Пропавшие без вести - Степан Злобин
Шрифт:
Интервал:
Закладка:
— Ведь как сказать… В темноте по башке каменюкой тоже неплохо, — сказал Муравьев. — Поймут, за что, и смирнее станут. А скверно другое: полицейский убивал человека при полсотне товарищей, и все молчали…
— А что же, по-твоему, нужно было? Полицая убить на месте? Ну, фашисты всех бы и расстреляли! — возразил часовщик. — Открыто против полиции выступать опасно! Фашистам никак нельзя без предателей. Без полицаев они как без рук. Открыто — опасно!
— А как тебе кажется, на фронте, пожалуй, опаснее? — спросил Муравьев с насмешкой.
— На миру-то не так ведь страшно! — ответил Генька.
— Да, на миру! — повторил Муравьев. — А тут что, не на миру?! Ведь вот капитан-лейтенант ходил без знаков различия, а чувствовал он в себе командира. Пришел момент, и правильно он скомандовал. А в массе всегда себя надо чувствовать командиром, рядом быть с рядовым бойцом, его поддержать в самый трудный час. А самый-то трудный час — он и есть у нас вот теперь…
— Да, труднее не вздумать! — согласился и Генька.
Глава тринадцатая
Балашов отлежался в лазаретном бараке на матраце, с подушкой под головою. Это было удивительное ощущение после долгих месяцев, проведенных на голых досках. Не беда, что барак был такой же, как и рабочие. Зато здесь было в четыре раза меньше людей на такое же помещение. И все-таки от посещения до посещения Трудникова Иван тосковал, слушая стоны больных соседей, кашель, а то и предсмертный, часами длящийся хрип. Сознание того, что люди вокруг страдают, а ты им ничем не можешь помочь, угнетало и мучило.
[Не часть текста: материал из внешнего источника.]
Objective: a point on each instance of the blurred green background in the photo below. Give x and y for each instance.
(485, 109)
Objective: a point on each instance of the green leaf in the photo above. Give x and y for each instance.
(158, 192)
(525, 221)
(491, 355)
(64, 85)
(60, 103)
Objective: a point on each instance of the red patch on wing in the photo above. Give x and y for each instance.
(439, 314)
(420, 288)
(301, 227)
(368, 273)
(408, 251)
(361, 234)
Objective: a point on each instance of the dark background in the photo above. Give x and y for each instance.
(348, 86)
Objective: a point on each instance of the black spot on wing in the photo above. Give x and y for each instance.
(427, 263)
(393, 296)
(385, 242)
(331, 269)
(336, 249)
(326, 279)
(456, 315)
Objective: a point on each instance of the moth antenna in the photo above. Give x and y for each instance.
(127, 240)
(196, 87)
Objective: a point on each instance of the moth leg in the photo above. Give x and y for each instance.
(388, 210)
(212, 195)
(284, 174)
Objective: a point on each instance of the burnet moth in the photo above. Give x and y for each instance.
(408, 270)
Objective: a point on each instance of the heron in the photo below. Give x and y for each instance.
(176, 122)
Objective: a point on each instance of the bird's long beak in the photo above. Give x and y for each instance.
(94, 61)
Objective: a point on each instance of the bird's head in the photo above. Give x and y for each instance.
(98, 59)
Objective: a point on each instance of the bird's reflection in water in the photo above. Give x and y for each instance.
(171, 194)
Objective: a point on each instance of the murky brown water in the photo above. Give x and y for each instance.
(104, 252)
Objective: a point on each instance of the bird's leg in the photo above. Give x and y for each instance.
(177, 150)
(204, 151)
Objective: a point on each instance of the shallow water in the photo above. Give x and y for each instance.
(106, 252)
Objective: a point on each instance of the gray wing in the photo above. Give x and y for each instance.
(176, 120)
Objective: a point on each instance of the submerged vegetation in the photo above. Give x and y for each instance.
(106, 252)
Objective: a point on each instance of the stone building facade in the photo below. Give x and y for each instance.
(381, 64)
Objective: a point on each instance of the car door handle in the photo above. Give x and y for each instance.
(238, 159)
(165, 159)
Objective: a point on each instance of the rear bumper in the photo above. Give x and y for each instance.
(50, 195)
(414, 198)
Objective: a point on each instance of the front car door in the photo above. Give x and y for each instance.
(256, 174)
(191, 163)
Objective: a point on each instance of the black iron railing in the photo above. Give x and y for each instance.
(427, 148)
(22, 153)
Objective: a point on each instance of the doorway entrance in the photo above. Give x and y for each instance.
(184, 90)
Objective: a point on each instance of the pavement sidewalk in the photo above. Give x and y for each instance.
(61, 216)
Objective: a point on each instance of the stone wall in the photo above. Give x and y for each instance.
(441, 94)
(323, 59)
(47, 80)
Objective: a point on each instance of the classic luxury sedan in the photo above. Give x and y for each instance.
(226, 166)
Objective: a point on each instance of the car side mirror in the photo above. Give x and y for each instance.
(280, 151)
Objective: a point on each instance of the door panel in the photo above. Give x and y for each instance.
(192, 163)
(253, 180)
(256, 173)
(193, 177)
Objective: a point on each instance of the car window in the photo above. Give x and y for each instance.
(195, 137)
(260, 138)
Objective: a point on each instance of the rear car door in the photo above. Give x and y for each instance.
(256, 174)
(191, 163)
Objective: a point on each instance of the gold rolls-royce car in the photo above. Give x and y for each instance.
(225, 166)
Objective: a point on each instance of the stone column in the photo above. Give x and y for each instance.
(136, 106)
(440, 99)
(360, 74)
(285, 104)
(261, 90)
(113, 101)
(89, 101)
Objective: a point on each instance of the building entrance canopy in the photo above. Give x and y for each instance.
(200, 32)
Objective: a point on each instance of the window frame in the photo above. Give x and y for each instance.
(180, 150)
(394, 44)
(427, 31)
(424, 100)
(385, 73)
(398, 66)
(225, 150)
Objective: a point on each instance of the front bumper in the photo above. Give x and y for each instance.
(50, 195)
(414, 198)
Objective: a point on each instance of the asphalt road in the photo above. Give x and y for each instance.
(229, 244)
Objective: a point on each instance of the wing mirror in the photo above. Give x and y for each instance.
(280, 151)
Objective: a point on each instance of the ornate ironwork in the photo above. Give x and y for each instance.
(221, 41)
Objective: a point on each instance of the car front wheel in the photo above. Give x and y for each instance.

Иван чувствовал себя практически совершенно здоровым и отдохнувшим. Истощение? Голод? Но разве голод был меньше в рабочих бараках?
Однако же только здесь, в лазарете, в отрыве от Пимена и от Геньки-часовщика, Иван понял, как привязался к ним.
Его особенно раздражал здесь, в лазаретной секции, палатный старшой Забелин, плоский детина лет сорока, с уныло висящим носом, который постоянно нудно брюзжал по поводу того, что он, человек с высшим образованием, инженер, вынужден возиться со шваброй и парашей, вскакивать ночью к лежачим больным и помогать санитарам носить мертвецов.
— А ты откажись! — как-то сказал санитар Кострикин, высокий чернобровый моряк с лукавым прищуром пристальных карих глаз.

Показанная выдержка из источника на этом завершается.